The AIF Project

Carl Hjalmar ARRING

Regimental number5030
Place of birthStockholm, Sweden
ReligionPresbyterian
OccupationLabourer
AddressPort Pirie, South Australia
Marital statusSingle
Age at embarkation38
Height5' 11"
Weight170 lbs
Next of kinFriend, P Persse, Port Pirie West, South Australia
Previous military serviceNil
Enlistment date17 December 1915
Place of enlistmentAdelaide, South Australia
Rank on enlistmentPrivate
Unit name10th Battalion, 16th Reinforcement
AWM Embarkation Roll number23/27/4
Embarkation detailsUnit embarked from Adelaide, South Australia, on board HMAT A9 Shropshire on 25 March 1916
Regimental number from Nominal Roll5030
Rank from Nominal RollPrivate
Unit from Nominal Roll10th Battalion
FateKilled in Action 7 October 1917
Place of death or woundingFlanders
Age at death39
Place of burialNo known grave
Commemoration detailsThe Ypres (Menin Gate) Memorial (Panel 17), Belgium

The Menin Gate Memorial (so named because the road led to the town of Menin) was constructed on the site of a gateway in the eastern walls of the old Flemish town of Ypres, Belgium, where hundreds of thousands of allied troops passed on their way to the front, the Ypres salient, the site from April 1915 to the end of the war of some of the fiercest fighting of the war.

The Memorial was conceived as a monument to the 350,000 men of the British Empire who fought in the campaign.
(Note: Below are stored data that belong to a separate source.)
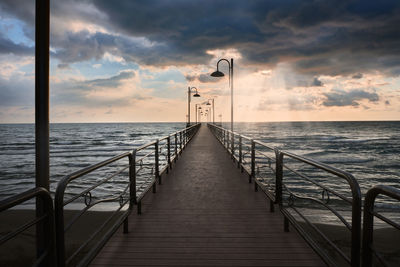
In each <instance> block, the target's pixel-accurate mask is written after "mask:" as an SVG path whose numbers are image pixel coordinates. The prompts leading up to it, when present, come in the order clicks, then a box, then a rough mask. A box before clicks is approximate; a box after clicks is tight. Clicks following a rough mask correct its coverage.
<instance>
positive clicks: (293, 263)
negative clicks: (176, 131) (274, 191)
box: [91, 125, 325, 266]
mask: <svg viewBox="0 0 400 267" xmlns="http://www.w3.org/2000/svg"><path fill="white" fill-rule="evenodd" d="M129 232H130V233H129V234H123V233H122V226H121V230H120V231H118V232H117V233H116V234H115V235H114V236H113V237H112V238H111V240H110V241H109V242H108V243H107V244H106V245H105V247H104V248H103V249H102V250H101V252H100V253H99V254H98V255H97V257H96V258H95V259H94V260H93V262H92V263H91V266H325V264H324V262H323V261H322V260H321V259H320V258H319V256H318V255H317V254H316V253H315V252H314V251H313V250H312V249H311V248H310V247H309V246H308V244H307V243H306V242H305V241H304V240H303V239H302V238H301V237H300V236H299V235H298V234H297V232H295V231H292V232H288V233H287V232H284V231H283V216H282V215H281V214H280V213H279V212H275V213H270V212H269V204H268V202H267V199H266V198H265V196H264V194H262V193H261V192H259V193H255V192H254V185H252V184H249V183H248V177H247V176H246V175H244V174H242V173H240V171H239V170H238V169H237V168H236V167H234V163H233V162H232V160H231V159H230V156H229V155H228V154H227V153H226V151H225V150H224V148H223V147H222V146H221V145H220V144H219V143H218V141H217V140H216V139H215V137H214V136H213V135H212V134H211V132H210V131H209V130H208V128H207V127H206V126H204V125H203V126H202V127H201V128H200V129H199V132H198V133H197V135H196V136H195V137H194V139H193V140H192V142H191V143H190V144H189V145H188V147H187V149H186V150H185V151H184V152H183V157H182V158H181V159H180V160H179V161H178V162H177V164H176V165H174V168H173V169H172V171H171V172H170V173H169V174H167V175H165V177H164V179H163V185H162V186H160V187H158V191H157V193H156V194H148V195H147V196H146V197H145V198H144V199H143V201H142V215H137V214H136V213H132V214H131V216H130V217H129Z"/></svg>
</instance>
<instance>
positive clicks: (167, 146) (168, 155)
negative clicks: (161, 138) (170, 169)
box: [167, 136, 172, 173]
mask: <svg viewBox="0 0 400 267" xmlns="http://www.w3.org/2000/svg"><path fill="white" fill-rule="evenodd" d="M167 148H168V167H167V173H168V172H169V171H168V170H169V169H172V165H171V136H168V138H167Z"/></svg>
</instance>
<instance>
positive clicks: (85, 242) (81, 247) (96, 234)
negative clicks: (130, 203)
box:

Inside the arch, on tablets of Portland stone, are inscribed the names of 56,000 men, including 6,178 Australians, who served in the Ypres campaign and who have no known grave.
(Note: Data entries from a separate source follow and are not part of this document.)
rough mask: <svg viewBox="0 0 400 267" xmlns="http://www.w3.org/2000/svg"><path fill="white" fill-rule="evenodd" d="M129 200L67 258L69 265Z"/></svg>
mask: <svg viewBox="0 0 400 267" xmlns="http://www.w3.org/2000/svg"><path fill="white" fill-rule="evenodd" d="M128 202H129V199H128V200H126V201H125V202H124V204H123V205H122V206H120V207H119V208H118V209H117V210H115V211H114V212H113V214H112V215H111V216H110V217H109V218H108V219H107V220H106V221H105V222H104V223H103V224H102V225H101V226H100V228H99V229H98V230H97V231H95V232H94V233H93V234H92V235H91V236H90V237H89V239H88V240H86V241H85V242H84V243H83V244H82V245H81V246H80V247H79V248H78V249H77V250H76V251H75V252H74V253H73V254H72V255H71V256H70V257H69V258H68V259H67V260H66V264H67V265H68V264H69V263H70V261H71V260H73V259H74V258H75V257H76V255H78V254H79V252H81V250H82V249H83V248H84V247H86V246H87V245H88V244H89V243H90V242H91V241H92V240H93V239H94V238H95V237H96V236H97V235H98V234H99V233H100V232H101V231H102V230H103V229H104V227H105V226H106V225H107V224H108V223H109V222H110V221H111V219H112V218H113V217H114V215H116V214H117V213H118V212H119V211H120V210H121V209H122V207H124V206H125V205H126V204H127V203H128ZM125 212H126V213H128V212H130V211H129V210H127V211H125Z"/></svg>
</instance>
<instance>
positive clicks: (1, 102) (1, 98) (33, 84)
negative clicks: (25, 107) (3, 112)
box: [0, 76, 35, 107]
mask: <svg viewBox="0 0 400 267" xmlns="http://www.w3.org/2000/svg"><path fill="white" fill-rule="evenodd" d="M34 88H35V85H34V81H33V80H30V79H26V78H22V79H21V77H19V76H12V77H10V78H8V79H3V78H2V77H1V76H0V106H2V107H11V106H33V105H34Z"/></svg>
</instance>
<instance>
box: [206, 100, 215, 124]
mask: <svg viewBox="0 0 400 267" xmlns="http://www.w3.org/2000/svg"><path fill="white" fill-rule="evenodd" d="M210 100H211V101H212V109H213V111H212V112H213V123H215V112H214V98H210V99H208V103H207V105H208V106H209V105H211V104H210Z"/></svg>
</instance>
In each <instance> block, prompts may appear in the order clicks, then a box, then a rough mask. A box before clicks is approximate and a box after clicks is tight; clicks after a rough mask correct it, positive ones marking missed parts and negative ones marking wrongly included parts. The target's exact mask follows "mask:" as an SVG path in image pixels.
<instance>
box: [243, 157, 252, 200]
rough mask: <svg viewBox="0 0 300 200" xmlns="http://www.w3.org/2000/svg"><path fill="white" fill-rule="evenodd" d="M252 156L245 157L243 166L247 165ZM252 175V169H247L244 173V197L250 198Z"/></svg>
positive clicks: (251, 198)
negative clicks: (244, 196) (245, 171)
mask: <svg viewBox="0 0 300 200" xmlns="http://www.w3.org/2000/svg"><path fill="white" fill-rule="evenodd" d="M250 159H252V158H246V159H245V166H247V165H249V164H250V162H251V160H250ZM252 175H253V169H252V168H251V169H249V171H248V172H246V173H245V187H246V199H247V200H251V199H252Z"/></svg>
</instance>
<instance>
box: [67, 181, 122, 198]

The opening of the Menin Gate Memorial on 24 July 1927 so moved the Australian artist Will Longstaff that he painted 'The Menin Gate at Midnight', which portrays a ghostly army of the dead marching past the Menin Gate. The painting now hangs in the Australian War Memorial, Canberra, at the entrance of which are two medieval stone lions presented to the Memorial by the City of Ypres in 1936.

Since the 1930s, with the brief interval of the German occupation in the Second World War, the City of Ypres has conducted a ceremony at the Memorial at dusk each evening to commemorate those who died in the Ypres campaign.

Panel number, Roll of Honour,
  Australian War Memorial
58
Other details

War service: Western Front

Proceeded overseas to France from England, 15 August 1916; taken on strength, 10th Bn, 25 August 1916.

Admitted to 3rd Casualty Clearing Station, 10 May 1917 (boil, neck); transferred to 18th General Hospital, Camiers, 14 May 1917; to England, 17 May 1917, and admitted to Kitchener's Military Hospital; transferred to 3rd Auxiliary Hospital, Dartford, 29 May 1917; discharged to furlough, 18 June 1917, to report to No. 1 Command Depot, Perham Downs, 2 July 1917.

Admitted to 1st Australian Dermatological Hospital, 3 July 1917; discharged, 13 July 1917 (not venereal disease).

Proceeded overseas to France, 25 August 1917; rejoined 10th Bn, 7 September 1917.

Killed in action, Belgium, 7 October 1917.

Buried by 1st Anzac Corps; grave subsequently lost.